Re: [Opencast Matterhorn] Mediapackage element #proposal

Christoph Drießen Thu, 14 Feb 2013 02:08:02 -0800

Hi Ruben,

don't apologize for taking some time to write an answer. An elaborate answer is 
much better than just firing off postings to get out a reponse fast. And this 
topic needs some thinking.


It seems that the discussion is now reduced to the point if the media package 
should know which elements make up a certain publication. Am I right?

First I'd like to define (maybe again) these terms:

publication
A consumable representation of a media package, either complete or partial.
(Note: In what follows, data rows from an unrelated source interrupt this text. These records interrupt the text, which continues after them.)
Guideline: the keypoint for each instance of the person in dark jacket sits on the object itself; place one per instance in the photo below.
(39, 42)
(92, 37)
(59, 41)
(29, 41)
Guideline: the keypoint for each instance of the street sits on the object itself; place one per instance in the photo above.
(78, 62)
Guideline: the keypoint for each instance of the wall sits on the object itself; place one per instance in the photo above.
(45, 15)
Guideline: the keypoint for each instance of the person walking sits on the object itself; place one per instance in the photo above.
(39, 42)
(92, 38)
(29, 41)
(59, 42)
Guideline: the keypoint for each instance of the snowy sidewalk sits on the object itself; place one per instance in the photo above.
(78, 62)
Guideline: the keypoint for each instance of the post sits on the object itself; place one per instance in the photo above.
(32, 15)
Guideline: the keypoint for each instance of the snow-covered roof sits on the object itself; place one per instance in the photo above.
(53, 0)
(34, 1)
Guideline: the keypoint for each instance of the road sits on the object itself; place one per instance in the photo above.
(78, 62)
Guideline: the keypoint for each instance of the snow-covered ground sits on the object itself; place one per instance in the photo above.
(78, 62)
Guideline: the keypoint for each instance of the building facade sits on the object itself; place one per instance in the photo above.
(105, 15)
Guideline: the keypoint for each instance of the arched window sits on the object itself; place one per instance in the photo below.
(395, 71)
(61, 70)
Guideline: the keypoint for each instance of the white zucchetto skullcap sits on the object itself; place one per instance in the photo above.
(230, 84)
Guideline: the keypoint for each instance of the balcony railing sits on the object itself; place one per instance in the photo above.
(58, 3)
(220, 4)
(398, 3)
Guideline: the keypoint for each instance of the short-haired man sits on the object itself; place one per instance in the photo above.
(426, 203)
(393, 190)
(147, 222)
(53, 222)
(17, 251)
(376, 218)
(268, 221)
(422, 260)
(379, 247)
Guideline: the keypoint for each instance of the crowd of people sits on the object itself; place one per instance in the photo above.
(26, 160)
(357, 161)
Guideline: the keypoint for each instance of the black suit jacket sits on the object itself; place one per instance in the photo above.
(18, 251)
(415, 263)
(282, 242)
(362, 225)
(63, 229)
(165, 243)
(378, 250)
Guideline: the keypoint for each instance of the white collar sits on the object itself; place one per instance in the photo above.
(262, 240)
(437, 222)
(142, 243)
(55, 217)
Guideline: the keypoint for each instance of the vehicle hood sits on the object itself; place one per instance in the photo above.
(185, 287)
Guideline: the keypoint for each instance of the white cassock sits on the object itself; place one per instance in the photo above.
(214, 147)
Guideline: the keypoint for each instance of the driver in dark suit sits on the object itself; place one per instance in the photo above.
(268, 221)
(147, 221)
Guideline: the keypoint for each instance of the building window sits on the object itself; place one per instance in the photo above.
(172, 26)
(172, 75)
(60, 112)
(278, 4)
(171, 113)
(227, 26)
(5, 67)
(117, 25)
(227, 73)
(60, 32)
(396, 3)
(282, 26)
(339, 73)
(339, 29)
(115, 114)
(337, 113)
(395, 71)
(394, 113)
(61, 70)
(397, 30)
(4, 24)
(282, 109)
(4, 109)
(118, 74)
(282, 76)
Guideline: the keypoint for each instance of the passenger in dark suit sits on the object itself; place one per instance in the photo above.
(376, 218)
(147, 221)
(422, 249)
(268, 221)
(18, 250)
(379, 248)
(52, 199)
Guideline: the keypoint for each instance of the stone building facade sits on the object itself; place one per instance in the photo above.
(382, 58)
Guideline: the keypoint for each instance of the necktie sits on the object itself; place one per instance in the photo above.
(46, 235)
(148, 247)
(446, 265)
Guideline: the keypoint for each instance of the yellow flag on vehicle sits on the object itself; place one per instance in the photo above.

Not 
necessecarily open to the public, maybe protected by some security mechanism.
Examples: YouTube page, Engage player page, RSS feed

channel
The logical entity that serves a publication.
Examples: Engage-Player, YouTube, Engage-RSS

Now to the points:

1) Which parts of a media package a channel uses to make up it's publication is 
an implementation detail that's only subject to the channel. Which parts are 
taken may even vary over time when a channel's implementation or capabilities 
change.
 
In a component oriented architecture like we have in Matterhorn each component 
has its own set of responsibilities. Therefore a channel _must not_ expose any 
of its publication details because the rest of Matterhorn _must not_ deal with 
it. Whenever you have to deal with publications the system _has_ to ask the 
respective channel (service). This is due to the design principle of separating 
concerns. Big systems like Matterhorn have to follow these principles (and they 
are already put in place through service orientation) to avoid an 
unmaintainable mess.

Let me quote you:

> Besides, your proposed scheme does not eliminate the need for a publishing 
> service to keep a relation between every single publication and the "source" 
> material for that publication. It just hides it, leaving it to each specific 
> implementation.

That's true and as I explained above there are very good reasons to hide it.
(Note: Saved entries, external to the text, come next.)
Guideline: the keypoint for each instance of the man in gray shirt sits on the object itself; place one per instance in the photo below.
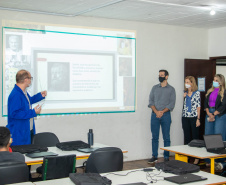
(161, 100)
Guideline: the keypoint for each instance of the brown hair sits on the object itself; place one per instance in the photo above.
(21, 75)
(221, 80)
(193, 83)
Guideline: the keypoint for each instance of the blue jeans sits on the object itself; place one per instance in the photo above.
(165, 122)
(216, 127)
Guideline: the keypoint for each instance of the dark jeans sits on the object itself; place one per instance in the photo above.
(190, 130)
(165, 122)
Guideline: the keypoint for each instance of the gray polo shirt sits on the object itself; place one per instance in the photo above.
(162, 97)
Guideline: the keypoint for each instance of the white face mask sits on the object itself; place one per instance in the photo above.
(187, 86)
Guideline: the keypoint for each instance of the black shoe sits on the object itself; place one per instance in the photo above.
(166, 159)
(152, 160)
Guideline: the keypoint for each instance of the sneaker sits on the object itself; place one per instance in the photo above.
(166, 159)
(152, 160)
(218, 166)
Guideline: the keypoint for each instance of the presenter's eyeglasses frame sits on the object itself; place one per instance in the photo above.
(31, 78)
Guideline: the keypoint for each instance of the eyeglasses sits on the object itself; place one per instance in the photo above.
(31, 78)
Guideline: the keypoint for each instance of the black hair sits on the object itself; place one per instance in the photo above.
(165, 71)
(4, 137)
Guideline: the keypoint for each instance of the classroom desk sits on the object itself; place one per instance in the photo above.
(140, 176)
(79, 155)
(183, 151)
(23, 183)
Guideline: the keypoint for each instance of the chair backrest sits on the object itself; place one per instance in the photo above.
(46, 139)
(55, 167)
(105, 160)
(13, 172)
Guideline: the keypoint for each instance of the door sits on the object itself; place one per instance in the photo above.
(201, 68)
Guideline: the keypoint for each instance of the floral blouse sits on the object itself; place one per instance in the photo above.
(191, 104)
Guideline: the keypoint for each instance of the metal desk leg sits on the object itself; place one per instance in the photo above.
(212, 169)
(180, 157)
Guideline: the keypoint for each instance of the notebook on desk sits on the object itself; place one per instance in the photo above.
(183, 179)
(40, 154)
(214, 144)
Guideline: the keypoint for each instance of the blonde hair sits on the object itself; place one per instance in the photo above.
(221, 81)
(193, 83)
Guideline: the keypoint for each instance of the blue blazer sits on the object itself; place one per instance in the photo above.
(19, 114)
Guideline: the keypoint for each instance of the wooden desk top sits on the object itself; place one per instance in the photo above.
(79, 155)
(140, 176)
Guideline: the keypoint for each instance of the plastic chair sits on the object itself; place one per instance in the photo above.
(46, 139)
(13, 172)
(105, 160)
(55, 167)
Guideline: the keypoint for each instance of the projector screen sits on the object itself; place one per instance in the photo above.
(84, 70)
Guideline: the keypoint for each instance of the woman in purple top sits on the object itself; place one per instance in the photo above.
(215, 107)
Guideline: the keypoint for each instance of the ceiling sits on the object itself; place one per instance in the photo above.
(189, 13)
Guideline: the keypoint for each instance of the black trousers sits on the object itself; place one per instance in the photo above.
(190, 130)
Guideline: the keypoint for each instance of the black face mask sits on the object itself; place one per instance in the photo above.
(161, 79)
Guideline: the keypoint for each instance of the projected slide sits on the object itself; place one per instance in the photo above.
(82, 70)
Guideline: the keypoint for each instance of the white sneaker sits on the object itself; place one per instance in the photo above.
(218, 166)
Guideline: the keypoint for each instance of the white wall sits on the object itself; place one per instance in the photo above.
(217, 42)
(158, 46)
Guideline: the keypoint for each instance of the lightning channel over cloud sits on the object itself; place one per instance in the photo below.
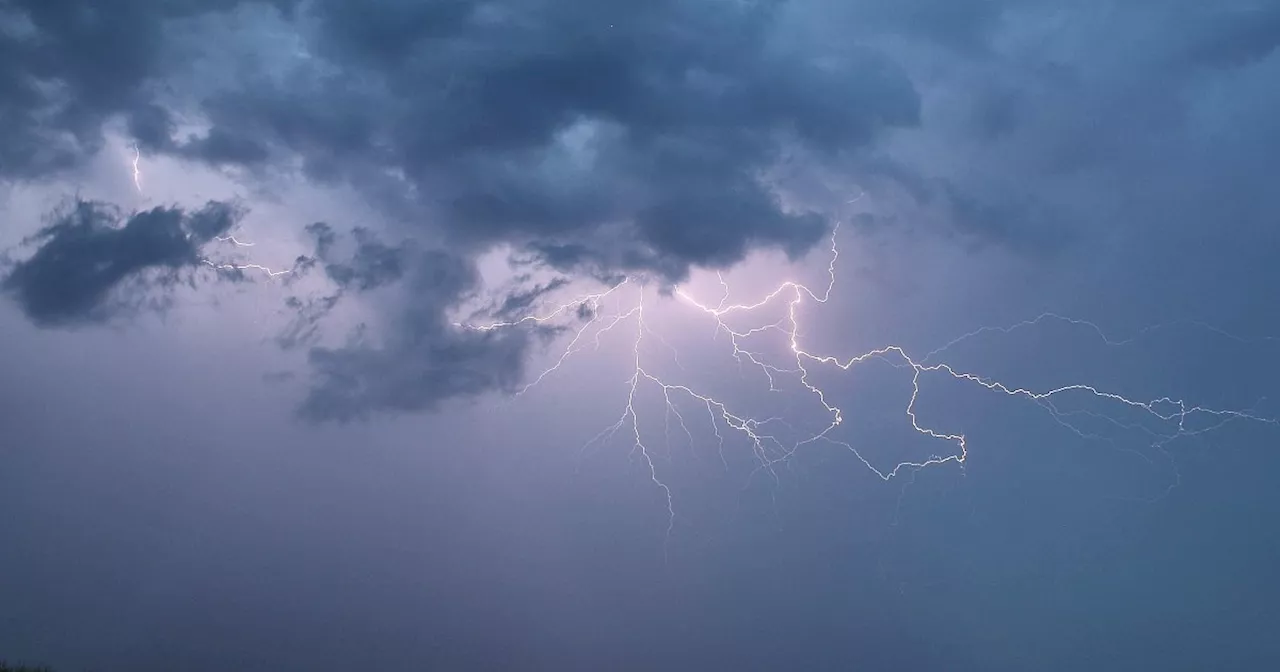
(1171, 417)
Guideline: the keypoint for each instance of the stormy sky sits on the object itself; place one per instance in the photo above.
(247, 420)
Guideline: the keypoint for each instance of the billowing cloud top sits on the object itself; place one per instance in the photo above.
(91, 251)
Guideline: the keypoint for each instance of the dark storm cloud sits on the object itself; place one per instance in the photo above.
(69, 65)
(425, 360)
(540, 123)
(92, 251)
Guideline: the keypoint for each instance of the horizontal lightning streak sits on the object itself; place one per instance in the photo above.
(768, 448)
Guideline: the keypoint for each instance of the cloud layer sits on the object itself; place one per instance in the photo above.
(92, 261)
(609, 137)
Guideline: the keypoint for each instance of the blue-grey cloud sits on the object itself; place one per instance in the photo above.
(68, 67)
(92, 254)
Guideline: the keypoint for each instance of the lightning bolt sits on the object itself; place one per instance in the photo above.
(1175, 417)
(137, 170)
(236, 242)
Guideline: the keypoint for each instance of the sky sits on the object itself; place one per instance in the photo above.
(423, 334)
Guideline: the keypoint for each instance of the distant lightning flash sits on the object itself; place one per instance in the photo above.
(232, 240)
(137, 170)
(768, 448)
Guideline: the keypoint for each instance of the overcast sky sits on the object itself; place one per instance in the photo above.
(247, 420)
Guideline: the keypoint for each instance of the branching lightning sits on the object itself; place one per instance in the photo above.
(236, 242)
(1171, 417)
> I think this is bad in the long run, because if you hide such details, then 
> it is more difficult to coordinate the actions of different services. 

I disagree as described in the first paragraph. Only a clear separation of 
concerns leads to a good and stable architecture that stays maintainable in the 
long run. Can you imagine such a use case?
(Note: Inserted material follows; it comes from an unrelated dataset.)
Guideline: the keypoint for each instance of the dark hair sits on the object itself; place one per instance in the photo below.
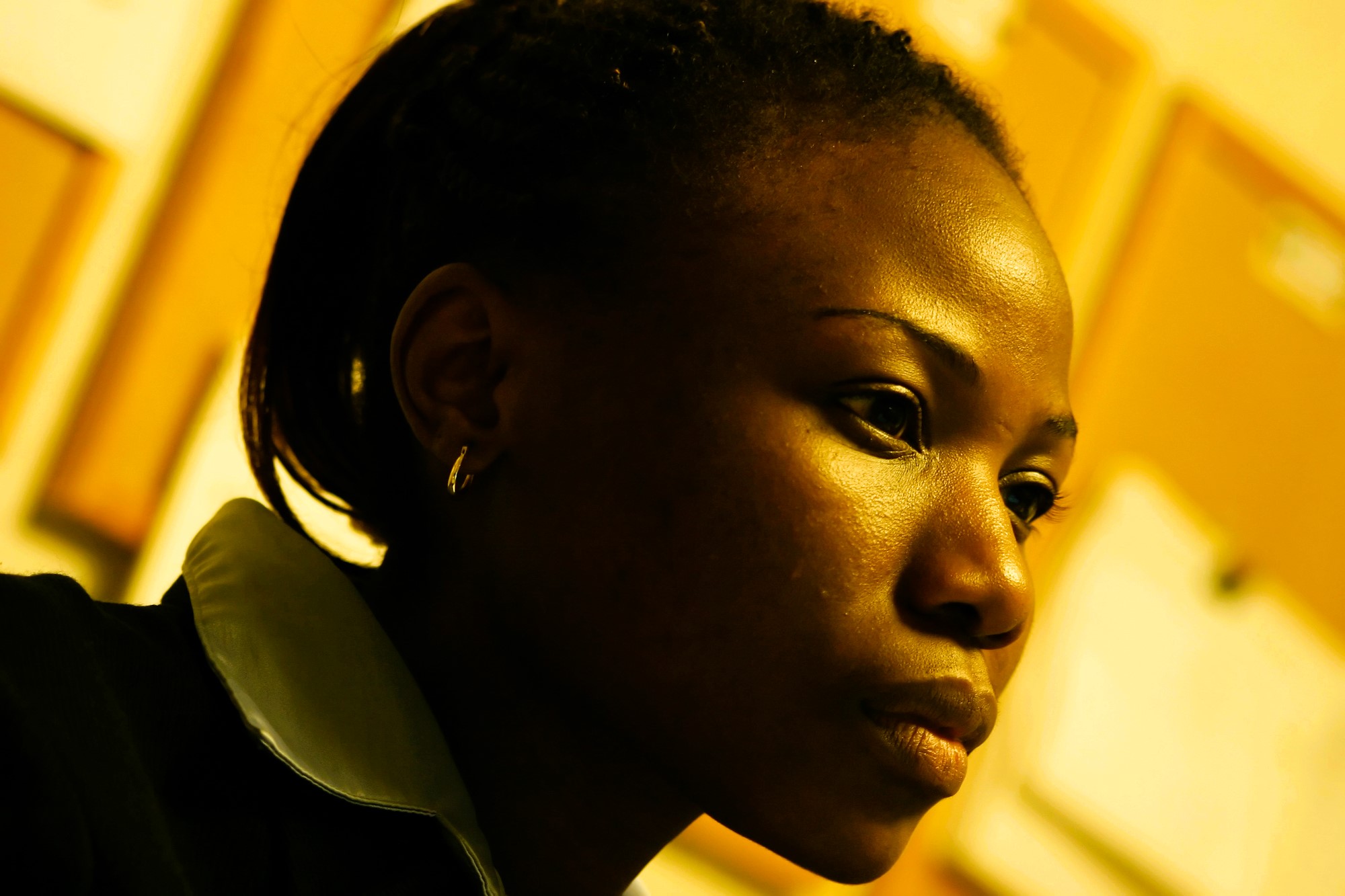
(531, 136)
> And, since it's not obvious by examining the Mediapackage whether that/those 
> element(s) was/were published somewhere else, you need to poll all the 
> publishing services, informing them that this/these elements has/have been 
> modified, please republish.

This is the nature of a component oriented design.

Software is always subject to change. If the core has the responsibility to 
decide which channels to call for e.g. republishing based on former entries in 
the media package how should we deal with evolving capabilites of a channel? 
Take the following scenario:

a) There is a media package A (track, episode_dc, series_dc). Channel A uses 
"track" and the title of "episode_dc" and notes this in the media package.

b) Channel A evolves and now also takes some fields of "series_dc". 

c) "series_dc" is edited and the media package is republished. The core now 
does _not_ call channel A since in the media package it is only recorded that 
the channel uses "track" and "episode_dc". 

A possible solution could be to create a _new_ channel B instead of modifying 
channel A. But I don't think this is a very practible solution.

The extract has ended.